Hi,
I wrote a python PBS Hook to manage the scratch space disk on each host (i.e., each compute node). That means that each host has a given maximum allowed space on the scratch disk filesystem. Each job can reserve a portion of such disk space. If no hosts have the requested disk space while job submitting, that job is queued.
I created the scratch custom resource as followings:
qmgr -c “create resource scratch type=size, flag=h”
and I added it in the sched_config file.
The scratch custom resource is properly updated on the EXECHOST_PERIODIC event.
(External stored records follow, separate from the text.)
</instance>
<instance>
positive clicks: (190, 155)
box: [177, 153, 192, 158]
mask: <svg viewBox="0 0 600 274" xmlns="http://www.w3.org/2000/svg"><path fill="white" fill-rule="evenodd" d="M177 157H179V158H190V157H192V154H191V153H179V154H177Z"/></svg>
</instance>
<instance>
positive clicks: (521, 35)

Everything works well with the exception of a very specific test case (in my simulation environment):
Suppose to have 2 jobs which reserve a scratch space each, so as the overall scratch space exceeds the maximum available scratch space for a given host (the other requested compute resources can be accomplished by one host instead).
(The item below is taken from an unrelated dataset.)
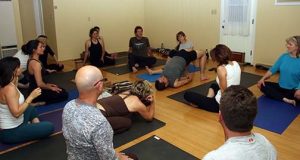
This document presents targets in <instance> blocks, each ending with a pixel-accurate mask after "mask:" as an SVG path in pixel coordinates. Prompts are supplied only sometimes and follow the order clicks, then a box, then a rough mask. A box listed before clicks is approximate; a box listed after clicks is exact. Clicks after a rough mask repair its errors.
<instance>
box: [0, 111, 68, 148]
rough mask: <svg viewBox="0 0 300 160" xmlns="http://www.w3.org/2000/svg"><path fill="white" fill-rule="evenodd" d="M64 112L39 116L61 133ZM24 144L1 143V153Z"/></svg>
mask: <svg viewBox="0 0 300 160" xmlns="http://www.w3.org/2000/svg"><path fill="white" fill-rule="evenodd" d="M62 112H63V109H62V108H61V109H59V110H57V111H53V112H50V113H46V114H42V115H40V116H39V119H40V120H41V121H49V122H51V123H53V125H54V133H57V132H60V131H61V130H62ZM22 144H24V143H17V144H3V143H1V142H0V152H1V151H5V150H7V149H10V148H14V147H17V146H20V145H22Z"/></svg>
Also, suppose that such jobs are submitted almost simultaneously.
Sometimes, the two jobs are wrongly executed on the same host. While scheduling the latter submitted job, the scheduler checks the scratch custom resource which has not updated yet on the EXECHOST_PERIODIC event.
For hosts with only one vnode I found the following workaround (which seems to me be fine): the scratch resource is also updated on the EXECJOB_BEGIN event. Note that the pbs.event().vnode_list contains the current vnode which is the unique available vnode on the host.
If the latter submitted job is wrongly scheduled, it is rejected and considered for execution in the next scheduling cycle.
For hosts with more vnodes the pbs.event().vnode_list contains the current vnode which does not correspond to the host, but the scratch custom resource is host level. Thus, I am not able to update properly such custom resource.
Do you have any hints?
Thanks in advance for helping.